Last week we started looking at this dmv.
As promised I’ll now discuss the code on how to use this view over a period of time and do some analyses on your IO throughput. Why do we do this, we can do this for interest sake or you can do this to spot potential bottlenecks on your system, this can be bottlenecks for a specific file , database or drive.
The logic cover 3 steps.
First we can to grab a snapshot of the view periodically, we do this because the view only stores one row per file and is cumulative from server restart. Thus to grab a point in time we first create the statement to grab to columns of interest to us and secondly we schedule this process, this can be done through a SQL server job.
Once we have this process setup we create a report on the data. I was planning to do this with a recurring CTE. But since it was maxing out the CPU on my test server I decided to rewrite it using a cross join. A cross join will join every row in the table with every other row in the table. Thus a table with 3 rows cross joined to itself will return 9 rows. This can quickly grow into a large operation. If you have issues with performance you can dump this data into a table in order to keep it streamlined.
In the first collection query I also did some of the conversions, I converted KB into MB and milliseconds to seconds.

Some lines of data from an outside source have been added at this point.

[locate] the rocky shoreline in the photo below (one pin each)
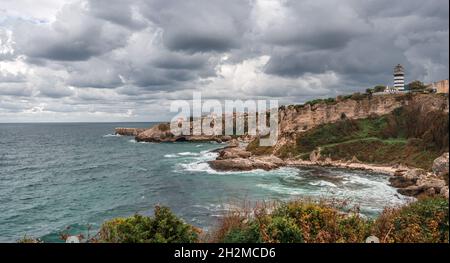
(409, 181)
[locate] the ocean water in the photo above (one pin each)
(71, 177)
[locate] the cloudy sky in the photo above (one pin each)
(114, 60)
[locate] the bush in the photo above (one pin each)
(164, 227)
(244, 234)
(29, 240)
(295, 222)
(284, 230)
(319, 222)
(424, 221)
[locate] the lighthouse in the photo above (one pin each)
(399, 78)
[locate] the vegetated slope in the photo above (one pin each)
(298, 221)
(408, 135)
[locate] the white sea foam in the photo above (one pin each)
(170, 156)
(323, 183)
(111, 135)
(188, 154)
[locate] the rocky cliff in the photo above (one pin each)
(129, 131)
(295, 119)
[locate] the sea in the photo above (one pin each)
(68, 178)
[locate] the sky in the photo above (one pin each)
(114, 60)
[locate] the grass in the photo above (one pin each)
(406, 136)
(296, 221)
(424, 221)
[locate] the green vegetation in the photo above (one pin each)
(29, 240)
(424, 221)
(377, 88)
(416, 85)
(407, 135)
(164, 227)
(298, 221)
(320, 222)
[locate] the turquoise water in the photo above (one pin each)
(54, 176)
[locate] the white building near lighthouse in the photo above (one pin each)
(399, 78)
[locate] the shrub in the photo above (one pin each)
(284, 230)
(244, 234)
(424, 221)
(320, 222)
(295, 222)
(164, 227)
(29, 240)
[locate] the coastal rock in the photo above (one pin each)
(233, 143)
(401, 182)
(444, 191)
(233, 152)
(440, 165)
(314, 156)
(128, 131)
(411, 190)
(355, 160)
(247, 164)
(162, 133)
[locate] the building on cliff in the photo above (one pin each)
(439, 86)
(399, 78)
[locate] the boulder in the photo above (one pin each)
(233, 143)
(247, 164)
(440, 165)
(401, 182)
(413, 190)
(355, 160)
(233, 152)
(314, 156)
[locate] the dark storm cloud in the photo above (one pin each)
(200, 26)
(95, 52)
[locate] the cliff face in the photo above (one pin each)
(297, 119)
(129, 131)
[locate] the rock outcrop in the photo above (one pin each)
(129, 131)
(247, 164)
(296, 119)
(418, 182)
(162, 133)
(440, 165)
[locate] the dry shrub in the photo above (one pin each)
(424, 221)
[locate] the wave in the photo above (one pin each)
(323, 183)
(188, 154)
(111, 135)
(170, 156)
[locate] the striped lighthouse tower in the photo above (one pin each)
(399, 78)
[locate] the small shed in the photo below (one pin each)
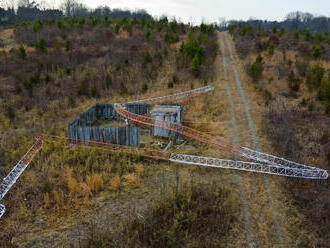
(168, 112)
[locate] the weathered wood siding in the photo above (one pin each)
(82, 128)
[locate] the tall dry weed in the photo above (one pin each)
(132, 180)
(115, 182)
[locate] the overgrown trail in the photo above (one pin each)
(260, 204)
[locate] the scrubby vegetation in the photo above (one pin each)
(295, 85)
(199, 215)
(52, 70)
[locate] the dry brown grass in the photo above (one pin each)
(115, 182)
(95, 182)
(132, 180)
(139, 169)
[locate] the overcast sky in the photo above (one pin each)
(211, 10)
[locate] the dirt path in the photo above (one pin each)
(260, 204)
(239, 178)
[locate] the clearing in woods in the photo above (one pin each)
(263, 203)
(267, 218)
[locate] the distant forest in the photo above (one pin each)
(293, 21)
(30, 11)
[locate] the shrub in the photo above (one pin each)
(316, 52)
(95, 92)
(37, 25)
(117, 28)
(293, 81)
(115, 182)
(302, 68)
(270, 49)
(68, 45)
(41, 45)
(22, 52)
(145, 88)
(324, 92)
(315, 76)
(195, 66)
(10, 113)
(108, 80)
(83, 89)
(256, 69)
(147, 58)
(123, 89)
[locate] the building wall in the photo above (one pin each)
(166, 116)
(82, 128)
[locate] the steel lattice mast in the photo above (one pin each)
(18, 169)
(265, 163)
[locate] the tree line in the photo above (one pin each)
(293, 21)
(30, 11)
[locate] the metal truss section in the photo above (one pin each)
(177, 96)
(269, 164)
(2, 210)
(18, 169)
(248, 166)
(264, 157)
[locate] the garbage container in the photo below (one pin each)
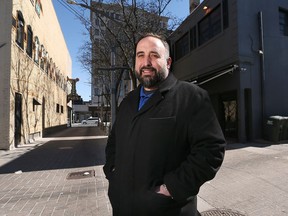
(273, 128)
(285, 129)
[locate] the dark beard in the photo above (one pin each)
(150, 81)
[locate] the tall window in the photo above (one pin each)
(182, 47)
(20, 30)
(193, 38)
(283, 22)
(225, 14)
(210, 26)
(29, 47)
(36, 50)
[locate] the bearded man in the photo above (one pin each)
(165, 143)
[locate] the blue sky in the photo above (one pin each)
(74, 34)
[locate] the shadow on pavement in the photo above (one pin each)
(61, 154)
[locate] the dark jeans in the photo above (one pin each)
(190, 209)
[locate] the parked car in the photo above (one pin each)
(91, 120)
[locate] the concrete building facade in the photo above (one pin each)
(35, 64)
(237, 51)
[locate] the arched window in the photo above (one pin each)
(20, 29)
(29, 47)
(36, 50)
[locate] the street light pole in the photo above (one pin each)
(113, 87)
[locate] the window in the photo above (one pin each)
(182, 47)
(29, 47)
(42, 57)
(210, 26)
(20, 30)
(283, 22)
(225, 14)
(36, 51)
(57, 108)
(193, 38)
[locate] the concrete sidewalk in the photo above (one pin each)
(252, 180)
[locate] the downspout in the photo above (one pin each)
(262, 67)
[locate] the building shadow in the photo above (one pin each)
(59, 154)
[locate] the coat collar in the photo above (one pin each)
(159, 95)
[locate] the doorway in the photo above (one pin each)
(229, 106)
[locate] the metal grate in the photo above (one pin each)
(81, 174)
(221, 212)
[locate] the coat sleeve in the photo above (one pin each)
(207, 146)
(110, 154)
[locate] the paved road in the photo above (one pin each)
(35, 183)
(36, 179)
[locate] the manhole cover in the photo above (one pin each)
(81, 174)
(221, 212)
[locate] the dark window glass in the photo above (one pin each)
(20, 30)
(225, 14)
(283, 22)
(29, 47)
(210, 26)
(193, 38)
(182, 47)
(57, 108)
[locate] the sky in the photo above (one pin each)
(74, 34)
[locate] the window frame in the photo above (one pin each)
(20, 30)
(283, 23)
(29, 44)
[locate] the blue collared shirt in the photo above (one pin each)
(144, 96)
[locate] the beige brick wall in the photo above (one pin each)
(27, 78)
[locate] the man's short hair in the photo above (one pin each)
(161, 38)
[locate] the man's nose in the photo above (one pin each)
(147, 61)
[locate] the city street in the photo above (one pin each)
(62, 175)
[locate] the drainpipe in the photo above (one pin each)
(262, 66)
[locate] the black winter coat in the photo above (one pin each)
(173, 139)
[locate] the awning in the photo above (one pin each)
(213, 75)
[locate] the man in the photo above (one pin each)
(165, 143)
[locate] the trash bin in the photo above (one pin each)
(285, 129)
(273, 128)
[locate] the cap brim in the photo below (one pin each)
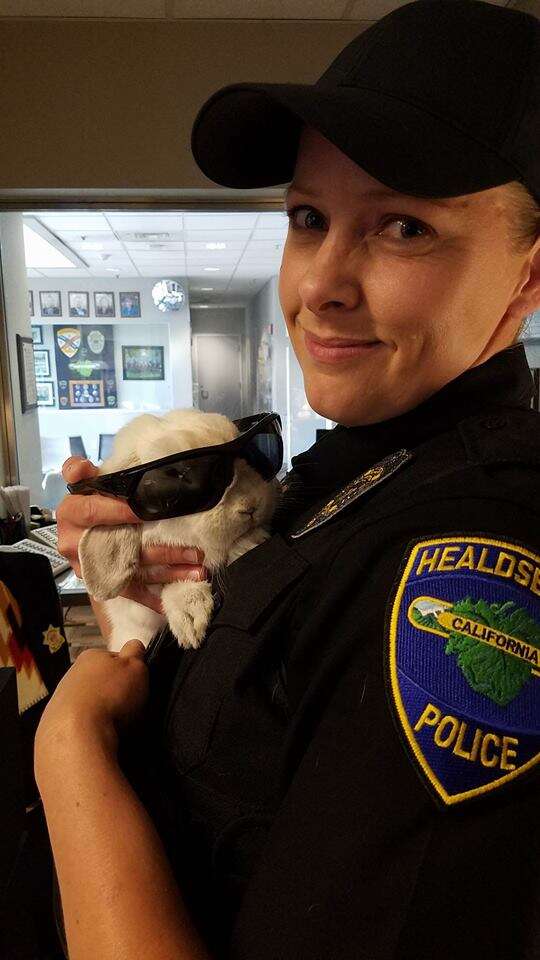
(246, 136)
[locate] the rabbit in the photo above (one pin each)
(109, 555)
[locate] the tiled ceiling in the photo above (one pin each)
(156, 244)
(357, 10)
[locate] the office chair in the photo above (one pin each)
(105, 445)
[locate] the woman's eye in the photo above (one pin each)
(415, 229)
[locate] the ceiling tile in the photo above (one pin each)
(168, 246)
(50, 272)
(75, 220)
(146, 222)
(215, 236)
(270, 233)
(263, 10)
(200, 246)
(104, 9)
(219, 221)
(156, 256)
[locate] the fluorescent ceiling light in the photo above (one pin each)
(43, 250)
(40, 255)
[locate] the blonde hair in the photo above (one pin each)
(523, 221)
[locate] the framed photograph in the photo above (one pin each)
(51, 303)
(104, 304)
(86, 394)
(27, 373)
(142, 363)
(130, 304)
(41, 363)
(78, 303)
(45, 393)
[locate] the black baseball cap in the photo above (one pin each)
(438, 98)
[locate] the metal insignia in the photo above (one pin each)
(355, 488)
(52, 638)
(463, 663)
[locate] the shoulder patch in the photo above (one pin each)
(463, 662)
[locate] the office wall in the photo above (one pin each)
(16, 304)
(110, 104)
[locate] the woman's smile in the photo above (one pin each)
(332, 353)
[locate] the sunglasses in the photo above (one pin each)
(194, 480)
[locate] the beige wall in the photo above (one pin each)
(101, 104)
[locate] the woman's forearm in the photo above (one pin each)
(119, 896)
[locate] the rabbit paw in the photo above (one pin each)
(188, 607)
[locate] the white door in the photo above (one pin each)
(217, 374)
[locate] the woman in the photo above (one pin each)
(347, 768)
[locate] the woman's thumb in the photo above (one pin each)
(78, 468)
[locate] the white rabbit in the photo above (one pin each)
(109, 555)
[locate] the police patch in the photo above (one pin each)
(464, 663)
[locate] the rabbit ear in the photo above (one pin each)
(109, 558)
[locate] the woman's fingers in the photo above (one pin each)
(94, 509)
(133, 648)
(75, 513)
(135, 590)
(78, 468)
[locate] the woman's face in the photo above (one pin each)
(436, 287)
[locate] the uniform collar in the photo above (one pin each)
(340, 455)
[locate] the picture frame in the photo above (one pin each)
(50, 302)
(104, 303)
(130, 304)
(141, 362)
(45, 393)
(78, 303)
(86, 394)
(42, 363)
(27, 372)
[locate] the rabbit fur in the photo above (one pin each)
(109, 555)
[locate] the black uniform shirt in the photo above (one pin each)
(349, 762)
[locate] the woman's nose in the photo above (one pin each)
(328, 282)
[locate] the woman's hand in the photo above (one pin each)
(98, 697)
(159, 564)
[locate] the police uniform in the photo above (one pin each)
(347, 768)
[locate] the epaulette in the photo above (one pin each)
(512, 435)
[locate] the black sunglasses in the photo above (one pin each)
(194, 480)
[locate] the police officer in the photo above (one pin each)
(347, 769)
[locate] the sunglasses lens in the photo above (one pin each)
(182, 487)
(264, 453)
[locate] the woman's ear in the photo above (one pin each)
(109, 558)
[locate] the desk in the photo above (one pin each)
(81, 629)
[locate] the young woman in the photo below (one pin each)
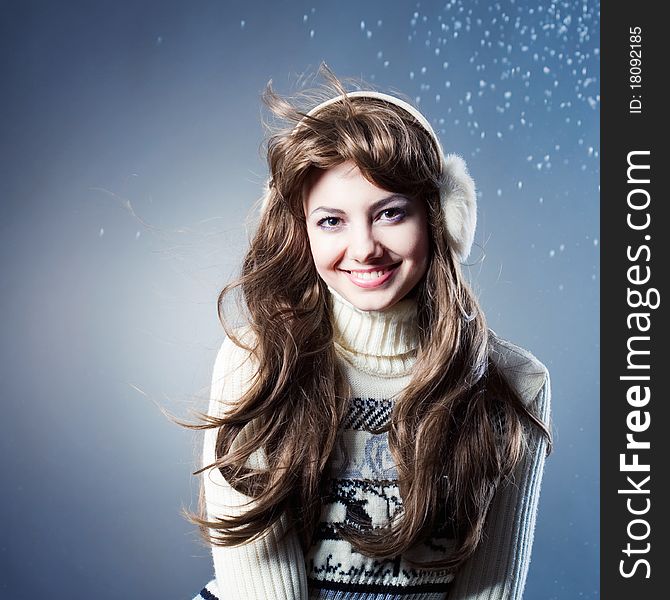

Some notes: The code does not take into account that you can have multiple log \ data files. This is easy to fix as you will just do a group by when reading from the dmv. You don’t need to use a CTE to collect the data, I just had the query in my notes and didn’t change it.
if OBJECT_ID(‘IOStats’) is not null drop table IOStats
Create table IOStats(Servername varchar(128),Databasename varchar(128),Type varchar(5) ,MB_Reads int,MB_Writes int,Stall_Read_Sec int,Stall_writes_Sec int,Date smalldatetime default getdate())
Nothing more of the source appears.